La letteratura, tuttavia, ci porta a considerare la leggerezza anche come metafora della distanza e della libertà, dato che ci alleggerisce del peso del vivere, ci porta a reagire alla staticità del mondo. Essa, pertanto, smette di essere un difetto o un pregio, ma diviene un atteggiamento esistenziale, una risposta alla pesantezza della vita. Alleggerirsi vuol dire rendere più tollerabile la nostra permanenza terrena, liberarsi dalla fitta rete di convenzioni sociali che finisce per ingarbugliare l’esistenza di ognuno di noi con nodi sempre più stretti.

“Se credete che sia profondo ciò che comunemente s’intende per serio siete dei superficiali. La superiorità dell’uomo su tutti gli animali è che ad esso solo fu dato il privilegio divino del riso”.

La leggerezza come metafora del rinnovamento culturale e ideologico novecentesco

Il Novecento può essere considerato un secolo rivoluzionario, in cui si sente la necessità di liberarsi dai lacci della tradizione, di rovesciare l’ordine prestabilito, di trasformare e contrapporre il nuovo al vecchio, di ribellarsi agli antichi valori e alla rigidità repressiva della società borghese in cui alcuni intellettuali non si rispecchiano più. In questo contesto si colloca perfettamente lo spirito provocatorio e dissacrante di Aldo Palazzeschi, pseudonimo di Aldo Giurlani, che sfida l’ipocrita convenzionalismo borghese, rifiutando il ruolo poetico tradizionale di poeta-vate simboleggiato da D’Annunzio, per accostare all’immagine del poeta la figura del clown e del saltimbanco.

“Io metto una lente
davanti al mio cuore
per farlo vedere alla gente.
Chi sono?
Il saltimbanco dell’anima mia”.

Si assiste ad un processo di ridimensionamento, perfettamente consapevole, della figura del poeta: la società è irreversibilmente cambiata, il poeta non è più lo stesso, non sa più a quale pubblico rivolgersi né, tanto meno, se ancora ne esista uno. La poesia viene distrutta, ridotta a meri suoni privi di significato e di qualsiasi scopo, se non il divertimento. Si ritorna al grado zero della parola, il significante incombe sul significato fino a schiacciarlo e si interrompe il rapporto comunicativo tra autore e lettore: non c’è niente da capire, nessun messaggio da comunicare, la poesia ormai non è più portatrice di valori o verità. L’atteggiamento assunto da Palazzeschi è di protesta, di esaltazione del principio di piacere su quello della realtà.

“Infine,
io ho pienamente ragione,
i tempi sono molto cambiati,
gli uomini non dimandano
più nulla dai poeti,
e lasciatemi divertire!”

“Il Codice di Perelà” di Palazzeschi: l’uomo di fumo come simbolo di rinascita

Quando si sente il nome di Aldo Palazzeschi, generalmente lo si accosta al Futurismo, anche se l’autore se ne distacca completamente nel 1914. Del suo periodo futurista, si ricordano prevalentemente alcune liriche contenute ne “L’Incendiario”, ma appartiene a questa fase anche “Il codice di Perelà”, una favola allegorica, il cui protagonista è per antonomasia l’icona della leggerezza.
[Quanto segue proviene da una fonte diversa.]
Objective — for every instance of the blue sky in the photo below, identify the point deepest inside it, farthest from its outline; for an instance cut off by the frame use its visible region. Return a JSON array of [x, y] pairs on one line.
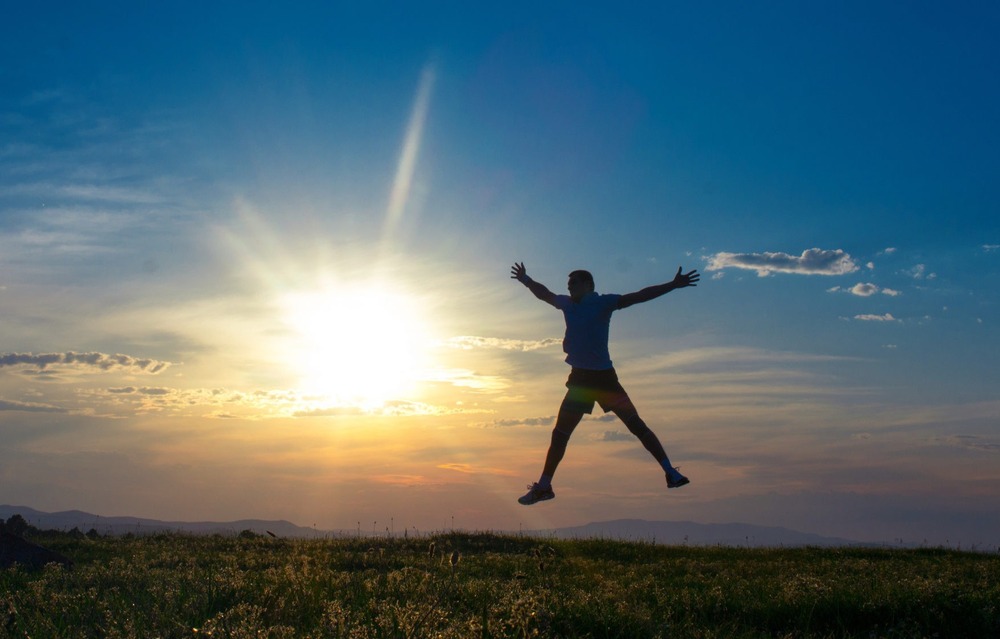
[[261, 256]]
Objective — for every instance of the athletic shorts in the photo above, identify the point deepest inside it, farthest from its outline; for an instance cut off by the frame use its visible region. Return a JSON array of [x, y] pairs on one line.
[[588, 386]]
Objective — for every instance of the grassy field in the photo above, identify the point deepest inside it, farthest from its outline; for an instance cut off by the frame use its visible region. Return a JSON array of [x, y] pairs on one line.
[[487, 585]]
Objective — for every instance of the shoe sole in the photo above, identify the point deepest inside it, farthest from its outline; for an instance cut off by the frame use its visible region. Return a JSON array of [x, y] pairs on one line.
[[529, 503]]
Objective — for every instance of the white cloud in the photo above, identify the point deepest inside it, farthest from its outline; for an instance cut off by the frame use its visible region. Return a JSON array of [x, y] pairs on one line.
[[919, 272], [887, 317], [864, 290], [468, 342], [100, 361], [29, 407], [812, 262]]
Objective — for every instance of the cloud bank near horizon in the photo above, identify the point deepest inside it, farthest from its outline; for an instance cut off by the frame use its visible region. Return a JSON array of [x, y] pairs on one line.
[[99, 361], [813, 261]]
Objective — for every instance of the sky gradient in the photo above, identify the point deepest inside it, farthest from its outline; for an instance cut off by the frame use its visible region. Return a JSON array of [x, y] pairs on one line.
[[254, 262]]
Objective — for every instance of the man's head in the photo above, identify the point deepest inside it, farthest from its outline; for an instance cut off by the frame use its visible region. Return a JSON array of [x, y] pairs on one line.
[[580, 283]]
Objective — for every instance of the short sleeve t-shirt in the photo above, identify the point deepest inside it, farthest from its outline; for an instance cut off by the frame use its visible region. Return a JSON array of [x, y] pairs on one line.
[[587, 326]]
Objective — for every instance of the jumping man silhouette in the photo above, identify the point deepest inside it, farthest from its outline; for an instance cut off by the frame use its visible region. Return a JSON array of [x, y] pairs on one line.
[[592, 377]]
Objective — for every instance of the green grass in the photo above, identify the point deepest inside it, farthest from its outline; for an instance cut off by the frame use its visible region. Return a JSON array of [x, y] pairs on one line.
[[503, 586]]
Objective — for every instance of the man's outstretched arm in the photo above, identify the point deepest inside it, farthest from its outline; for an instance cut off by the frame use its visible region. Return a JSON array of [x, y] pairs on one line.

Perelà, simbolo della crisi dell’uomo contemporaneo, è un omino fatto di fumo, che ha vissuto per trentatré anni in un camino alimentato da tre vecchie, Pena, Rete e Lama (da cui prende il nome). Queste tre signore anziane, che possono essere viste come una sorta di riproposizione delle Parche, nel corso degli anni hanno contribuito a formare ed educare Perelà con i loro discorsi. Passati tre giorni in cui quest’ultimo non ode più il chiacchiericcio delle sue tre “madri”, decide di scendere dalla cappa del camino, ai piedi del quale trova un paio di stivali rossi, unico elemento solido del suo corpo etereo.
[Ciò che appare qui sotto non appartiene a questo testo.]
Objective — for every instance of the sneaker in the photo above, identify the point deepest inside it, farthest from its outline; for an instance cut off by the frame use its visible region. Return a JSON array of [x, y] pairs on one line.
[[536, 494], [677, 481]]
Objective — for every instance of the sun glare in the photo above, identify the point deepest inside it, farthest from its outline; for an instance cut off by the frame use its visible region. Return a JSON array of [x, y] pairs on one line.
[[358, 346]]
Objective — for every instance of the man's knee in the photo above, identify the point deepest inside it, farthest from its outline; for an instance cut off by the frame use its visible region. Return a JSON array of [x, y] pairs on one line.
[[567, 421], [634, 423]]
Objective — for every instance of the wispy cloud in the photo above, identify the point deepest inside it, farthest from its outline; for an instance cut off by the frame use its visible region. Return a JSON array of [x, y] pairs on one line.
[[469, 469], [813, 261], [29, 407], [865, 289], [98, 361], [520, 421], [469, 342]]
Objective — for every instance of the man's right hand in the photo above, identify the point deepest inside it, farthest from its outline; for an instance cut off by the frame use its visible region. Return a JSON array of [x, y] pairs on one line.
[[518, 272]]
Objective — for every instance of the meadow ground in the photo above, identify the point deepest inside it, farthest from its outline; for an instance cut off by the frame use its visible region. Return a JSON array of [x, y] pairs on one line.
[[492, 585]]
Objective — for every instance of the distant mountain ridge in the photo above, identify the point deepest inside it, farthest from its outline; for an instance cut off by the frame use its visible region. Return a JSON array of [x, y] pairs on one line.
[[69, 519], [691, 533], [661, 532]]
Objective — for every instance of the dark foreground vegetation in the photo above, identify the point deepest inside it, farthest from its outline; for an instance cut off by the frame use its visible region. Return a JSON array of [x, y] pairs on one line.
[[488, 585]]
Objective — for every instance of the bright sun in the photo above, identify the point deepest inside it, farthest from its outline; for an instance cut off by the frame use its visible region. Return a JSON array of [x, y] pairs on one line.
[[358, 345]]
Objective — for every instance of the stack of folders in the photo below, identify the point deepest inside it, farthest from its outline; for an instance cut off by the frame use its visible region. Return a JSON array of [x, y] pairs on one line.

“Pena! Rete! Lama! Pena! Rete! Lama! Pe… Re… La…
– Voi siete un uomo forse?
– No, signore, io sono una povera vecchia.
– È vero sì, avete ragione, voi siete una povera vecchia, un uomo sono io.
– Voi che cosa siete signore?
– Io sono… Io sono… molto leggero, io sono un uomo molto leggero”.

Perelà si ritrova nella città di Re Torlindao, dove viene notato da tutti per la sua eccezionale natura. Giunto nel palazzo del re, viene accolto con grande gioia e incaricato di scrivere un nuovo Codice di leggi, in virtù del suo essere fatto di solo pensiero e spirito, non soggiogato dalle necessità materiali.

“Da lui non possiamo attenderci che opera di purezza ed equilibrio, opera di assoluta giustizia sociale, materiale e spirituale.”

In realtà questo tentativo è destinato a fallire ancora prima di essere portato a termine: Perelà è un ignorante, non conosce il mondo in cui è stato gettato, non è il prodotto di oggettivazioni mondane e di situazioni sociali storicamente determinate.

Per Palazzeschi la leggerezza è quindi una trappola? Siamo incapaci di cambiare l’ordine delle cose?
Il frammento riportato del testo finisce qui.